I have a LOT of “word books”: dictionaries, glossaries, usage manuals, specialized lexicons, etymologies, slang, commentaries on how she is spoke… This seems to be the moment to consider that trove, that tranche of my home library, and to put it to work.
This thought arose as I was exploring my mountain of Kindle texts and happened upon
Fifteen Thousand Useful Phrases: A Practical Handbook of Pertinent Expressions, Striking Similes, Literary, Commercial, Conversational, and Oratorical Terms, for the Embellishment of Speech and Literature, and The Improvement of the Vocabulary of Those Persons Who Read, Write, and Speak English
which can be downloaded via Project Gutenberg and, in another form, via LibriVox (e.g., https://ia800208.us.archive.org/11/items/15000_useful_phrases_librivox/useful_phrases_003_kleiser_64kb.mp3 )

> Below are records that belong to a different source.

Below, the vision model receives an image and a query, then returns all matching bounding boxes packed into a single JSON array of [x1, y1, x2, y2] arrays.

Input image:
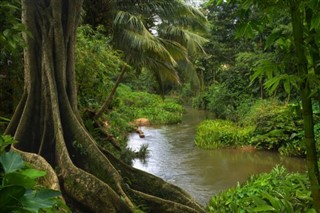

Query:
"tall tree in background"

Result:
[[5, 0, 205, 212], [221, 0, 320, 210]]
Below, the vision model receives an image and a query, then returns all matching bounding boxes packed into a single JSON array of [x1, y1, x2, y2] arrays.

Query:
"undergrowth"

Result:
[[208, 166, 314, 212]]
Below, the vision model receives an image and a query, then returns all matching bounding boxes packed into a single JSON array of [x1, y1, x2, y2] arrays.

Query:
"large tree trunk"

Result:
[[290, 1, 320, 211], [5, 1, 205, 212]]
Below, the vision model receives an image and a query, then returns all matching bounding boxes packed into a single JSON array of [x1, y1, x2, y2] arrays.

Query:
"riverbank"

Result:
[[127, 107, 306, 205]]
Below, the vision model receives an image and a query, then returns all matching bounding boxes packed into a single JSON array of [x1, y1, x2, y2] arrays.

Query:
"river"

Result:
[[127, 107, 306, 205]]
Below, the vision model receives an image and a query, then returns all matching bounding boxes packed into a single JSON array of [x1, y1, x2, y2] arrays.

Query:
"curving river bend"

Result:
[[127, 107, 306, 205]]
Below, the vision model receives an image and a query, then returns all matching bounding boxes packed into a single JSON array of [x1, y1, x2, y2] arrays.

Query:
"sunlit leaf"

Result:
[[20, 169, 46, 179], [253, 205, 276, 211], [3, 172, 36, 188]]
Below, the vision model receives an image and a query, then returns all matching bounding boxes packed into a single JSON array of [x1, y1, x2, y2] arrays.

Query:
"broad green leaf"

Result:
[[35, 189, 61, 200], [0, 185, 25, 210], [250, 196, 266, 206], [311, 15, 320, 30], [264, 77, 281, 94], [0, 152, 24, 173], [20, 190, 59, 212], [20, 169, 46, 179], [253, 204, 276, 211], [265, 32, 279, 50], [3, 172, 36, 188], [236, 21, 256, 39], [261, 192, 281, 210], [283, 79, 290, 94], [216, 0, 223, 5]]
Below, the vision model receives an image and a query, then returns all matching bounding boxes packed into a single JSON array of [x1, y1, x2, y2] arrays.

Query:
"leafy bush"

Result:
[[247, 100, 302, 152], [75, 25, 125, 111], [194, 120, 254, 149], [192, 83, 255, 122], [208, 166, 314, 212], [111, 85, 184, 125], [0, 135, 63, 212], [279, 121, 320, 157], [96, 85, 184, 152]]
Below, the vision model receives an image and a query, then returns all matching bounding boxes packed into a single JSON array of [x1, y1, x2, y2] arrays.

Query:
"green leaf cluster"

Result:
[[0, 135, 62, 212], [0, 0, 26, 52], [194, 98, 320, 157], [247, 100, 312, 156], [91, 85, 184, 148], [195, 119, 254, 149], [75, 25, 126, 111], [208, 166, 314, 212], [112, 85, 184, 125]]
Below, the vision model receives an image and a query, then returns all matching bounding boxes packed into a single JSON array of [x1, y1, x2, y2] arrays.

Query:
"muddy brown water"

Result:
[[127, 107, 306, 205]]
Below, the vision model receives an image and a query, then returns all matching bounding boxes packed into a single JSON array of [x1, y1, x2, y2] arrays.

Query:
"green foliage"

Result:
[[0, 0, 25, 121], [192, 82, 255, 122], [248, 100, 302, 152], [195, 120, 254, 149], [192, 84, 236, 119], [208, 166, 314, 212], [75, 25, 125, 111], [112, 85, 184, 125], [0, 134, 15, 152], [93, 85, 184, 156], [0, 135, 63, 212], [194, 98, 318, 157], [0, 0, 25, 52]]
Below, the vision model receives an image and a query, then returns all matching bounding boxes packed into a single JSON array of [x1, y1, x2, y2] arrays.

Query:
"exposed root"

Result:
[[54, 125, 133, 212], [11, 146, 60, 191], [99, 146, 206, 213], [130, 189, 201, 213]]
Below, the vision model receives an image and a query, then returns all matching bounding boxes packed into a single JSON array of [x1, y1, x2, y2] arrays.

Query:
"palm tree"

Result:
[[93, 0, 208, 119]]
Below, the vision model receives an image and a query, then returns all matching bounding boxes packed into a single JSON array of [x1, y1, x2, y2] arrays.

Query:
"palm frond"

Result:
[[159, 25, 208, 55], [114, 11, 178, 66], [158, 38, 189, 62]]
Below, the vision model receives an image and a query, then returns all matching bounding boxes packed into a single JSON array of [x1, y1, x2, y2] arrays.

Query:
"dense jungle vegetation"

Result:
[[0, 0, 319, 212]]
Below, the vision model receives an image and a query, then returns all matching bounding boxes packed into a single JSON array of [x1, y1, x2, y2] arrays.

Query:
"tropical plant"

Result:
[[195, 119, 254, 149], [0, 135, 62, 212], [75, 25, 125, 111], [84, 0, 209, 120], [0, 0, 24, 120], [215, 0, 320, 208], [208, 166, 314, 212]]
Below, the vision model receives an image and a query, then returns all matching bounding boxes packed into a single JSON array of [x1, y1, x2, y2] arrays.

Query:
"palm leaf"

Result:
[[159, 25, 208, 55]]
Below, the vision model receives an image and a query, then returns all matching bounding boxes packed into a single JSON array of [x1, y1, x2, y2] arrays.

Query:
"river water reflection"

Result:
[[127, 107, 306, 205]]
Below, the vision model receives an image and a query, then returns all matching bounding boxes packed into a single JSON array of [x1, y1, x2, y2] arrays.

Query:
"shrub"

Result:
[[247, 100, 302, 152], [75, 25, 125, 111], [192, 83, 254, 122], [194, 120, 254, 149], [0, 135, 64, 212], [111, 85, 183, 125], [208, 166, 314, 212]]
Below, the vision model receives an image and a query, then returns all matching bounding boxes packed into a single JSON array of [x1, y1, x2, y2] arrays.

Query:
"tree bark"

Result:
[[5, 1, 205, 212], [290, 1, 320, 211]]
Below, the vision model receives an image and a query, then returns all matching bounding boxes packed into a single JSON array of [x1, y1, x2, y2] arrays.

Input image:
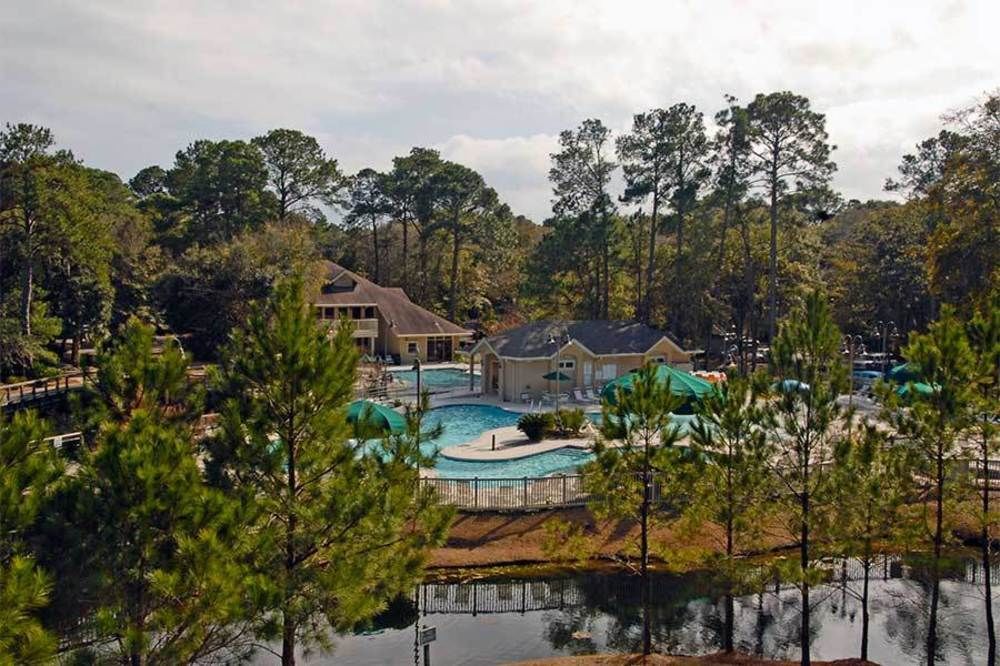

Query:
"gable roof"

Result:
[[476, 320, 687, 359], [315, 262, 471, 337]]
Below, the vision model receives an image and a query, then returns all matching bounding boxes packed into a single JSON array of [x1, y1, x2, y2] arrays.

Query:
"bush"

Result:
[[517, 412, 554, 442], [555, 408, 587, 436]]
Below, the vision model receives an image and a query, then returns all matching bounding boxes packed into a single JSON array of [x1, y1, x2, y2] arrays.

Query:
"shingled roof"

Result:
[[315, 261, 471, 336], [479, 320, 685, 358]]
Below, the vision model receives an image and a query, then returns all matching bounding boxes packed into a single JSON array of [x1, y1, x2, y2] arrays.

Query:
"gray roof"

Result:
[[315, 262, 471, 336], [482, 320, 681, 358]]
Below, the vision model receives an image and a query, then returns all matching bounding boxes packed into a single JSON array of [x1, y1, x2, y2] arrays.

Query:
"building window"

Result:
[[407, 341, 419, 354], [649, 355, 666, 365], [596, 363, 617, 380], [351, 306, 362, 319], [364, 306, 376, 318], [558, 358, 575, 370]]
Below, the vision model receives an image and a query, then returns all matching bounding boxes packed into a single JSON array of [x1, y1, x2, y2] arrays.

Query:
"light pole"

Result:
[[843, 334, 863, 421], [547, 329, 570, 414], [874, 321, 898, 376], [412, 357, 422, 412]]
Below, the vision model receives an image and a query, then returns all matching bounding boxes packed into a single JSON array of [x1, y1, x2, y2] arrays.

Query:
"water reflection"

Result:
[[324, 554, 997, 666]]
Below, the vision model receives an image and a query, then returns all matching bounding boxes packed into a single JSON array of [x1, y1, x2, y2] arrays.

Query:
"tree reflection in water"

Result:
[[328, 553, 997, 666]]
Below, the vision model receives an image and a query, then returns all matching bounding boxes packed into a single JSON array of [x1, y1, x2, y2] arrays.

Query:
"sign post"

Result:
[[418, 625, 436, 666]]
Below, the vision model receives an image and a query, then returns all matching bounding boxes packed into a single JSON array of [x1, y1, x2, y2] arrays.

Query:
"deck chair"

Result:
[[519, 392, 531, 403], [584, 387, 598, 402], [572, 388, 588, 403]]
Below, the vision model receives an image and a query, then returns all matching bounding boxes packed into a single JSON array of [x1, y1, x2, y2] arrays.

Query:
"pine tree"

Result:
[[214, 279, 451, 666], [882, 306, 977, 666], [65, 320, 256, 664], [765, 291, 849, 666], [964, 298, 999, 665], [830, 424, 912, 661], [688, 374, 772, 653], [0, 411, 62, 664], [585, 363, 686, 656]]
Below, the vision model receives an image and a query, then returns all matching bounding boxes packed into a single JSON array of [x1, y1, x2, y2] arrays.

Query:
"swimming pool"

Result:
[[434, 447, 592, 478], [420, 404, 594, 479], [391, 368, 478, 392]]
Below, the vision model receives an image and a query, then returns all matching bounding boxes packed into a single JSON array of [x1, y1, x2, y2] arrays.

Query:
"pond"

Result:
[[318, 553, 997, 665]]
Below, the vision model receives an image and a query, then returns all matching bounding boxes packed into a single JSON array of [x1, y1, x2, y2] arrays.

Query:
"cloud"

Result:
[[2, 0, 999, 221]]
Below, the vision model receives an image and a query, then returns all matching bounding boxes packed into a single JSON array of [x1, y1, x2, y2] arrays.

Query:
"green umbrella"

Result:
[[888, 362, 921, 383], [896, 381, 936, 398], [601, 365, 715, 406], [773, 379, 811, 394], [542, 370, 573, 382], [347, 400, 406, 434]]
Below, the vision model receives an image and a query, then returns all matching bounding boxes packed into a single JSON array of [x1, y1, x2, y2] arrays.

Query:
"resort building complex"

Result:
[[314, 261, 472, 363], [470, 320, 691, 402]]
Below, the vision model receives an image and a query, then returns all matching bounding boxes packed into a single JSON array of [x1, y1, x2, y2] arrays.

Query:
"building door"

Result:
[[427, 337, 453, 362], [583, 361, 593, 387]]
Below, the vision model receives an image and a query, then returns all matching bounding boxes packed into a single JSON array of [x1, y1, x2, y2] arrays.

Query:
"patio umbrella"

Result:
[[347, 400, 406, 434], [773, 379, 811, 394], [601, 365, 715, 407], [888, 362, 921, 383], [542, 370, 573, 382], [896, 381, 936, 398]]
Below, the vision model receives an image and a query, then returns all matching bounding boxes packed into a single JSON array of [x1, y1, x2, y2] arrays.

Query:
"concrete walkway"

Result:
[[439, 425, 595, 461]]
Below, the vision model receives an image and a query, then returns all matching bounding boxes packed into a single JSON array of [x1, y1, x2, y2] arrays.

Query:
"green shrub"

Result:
[[517, 412, 554, 442], [555, 408, 587, 436]]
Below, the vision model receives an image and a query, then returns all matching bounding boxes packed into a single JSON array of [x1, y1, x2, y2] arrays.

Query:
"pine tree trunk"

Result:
[[371, 216, 381, 284], [861, 554, 871, 661], [644, 191, 659, 324], [927, 446, 944, 666], [283, 413, 298, 666], [801, 500, 811, 666], [641, 440, 652, 656], [401, 219, 409, 286], [725, 509, 735, 653], [767, 167, 778, 345], [282, 612, 296, 666], [20, 218, 34, 337], [448, 221, 461, 322], [983, 428, 996, 666]]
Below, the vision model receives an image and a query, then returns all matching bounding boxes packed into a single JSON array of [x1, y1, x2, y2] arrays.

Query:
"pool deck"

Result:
[[439, 425, 594, 461]]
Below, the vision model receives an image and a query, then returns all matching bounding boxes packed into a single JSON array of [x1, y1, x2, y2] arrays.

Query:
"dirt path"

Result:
[[429, 507, 794, 569]]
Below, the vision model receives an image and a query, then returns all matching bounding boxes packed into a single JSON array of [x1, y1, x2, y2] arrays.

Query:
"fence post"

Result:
[[561, 474, 567, 505], [522, 476, 528, 508], [474, 477, 479, 510]]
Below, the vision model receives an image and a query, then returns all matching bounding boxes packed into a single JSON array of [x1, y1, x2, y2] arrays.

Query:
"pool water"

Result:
[[435, 447, 592, 478], [391, 368, 477, 392], [420, 404, 595, 479]]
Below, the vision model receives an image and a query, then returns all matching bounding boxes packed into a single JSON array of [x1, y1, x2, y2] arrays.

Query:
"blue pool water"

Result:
[[420, 404, 595, 479], [391, 368, 477, 392], [435, 447, 593, 478], [422, 404, 520, 453]]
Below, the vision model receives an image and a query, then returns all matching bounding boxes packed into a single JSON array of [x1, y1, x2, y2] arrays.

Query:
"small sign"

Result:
[[418, 626, 436, 645]]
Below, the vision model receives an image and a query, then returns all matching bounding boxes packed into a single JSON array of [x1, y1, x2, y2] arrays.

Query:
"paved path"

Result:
[[439, 425, 594, 461]]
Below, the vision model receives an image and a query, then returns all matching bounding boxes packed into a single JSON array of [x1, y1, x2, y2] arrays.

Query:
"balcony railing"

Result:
[[319, 317, 379, 337]]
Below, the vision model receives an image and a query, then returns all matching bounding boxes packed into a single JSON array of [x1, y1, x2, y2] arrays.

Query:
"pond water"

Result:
[[319, 554, 997, 665]]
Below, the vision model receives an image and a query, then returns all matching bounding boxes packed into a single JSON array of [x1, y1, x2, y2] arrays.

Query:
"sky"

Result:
[[3, 0, 999, 221]]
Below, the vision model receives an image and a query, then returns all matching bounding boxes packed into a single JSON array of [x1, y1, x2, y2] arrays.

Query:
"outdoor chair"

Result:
[[584, 387, 598, 402], [572, 388, 591, 403], [519, 392, 531, 403]]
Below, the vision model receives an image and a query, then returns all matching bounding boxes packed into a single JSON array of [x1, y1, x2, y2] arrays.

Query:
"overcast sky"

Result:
[[3, 1, 999, 221]]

and there’s even a 10 hour YouTube video of a Dramatic Reading: https://youtu.be/luTcjXsFbNI
The tipping point for me was glancing at a page of Kleiser’s phrases and seeing that just about every one I looked at was somehow relevant to the Moment we find ourselves in:
…and so on
And so I found myself thinking about Boccaccio’s Decameron which, if you didn’t already know, consists of “…100 tales told by a group of seven young women and three young men sheltering in a secluded villa just outside Florence to escape the Black Death, which was afflicting the city…” in the 14th century.
…and bethought myself that there might be a Decamoron which collects dumb-ass commentary and jokes about the present straits; and a Decamiron for ironic commentary on the same; and perhaps others (Decamuron might be the tales of mice… etc.)
Anyway, I’m thinking to begin a Project to blog a dictionary-a-day (or maybe not quite so often), with a scanned page showing a particularly wonderful something from that volume, and providing some context for what each dictionary/word book is actually good for.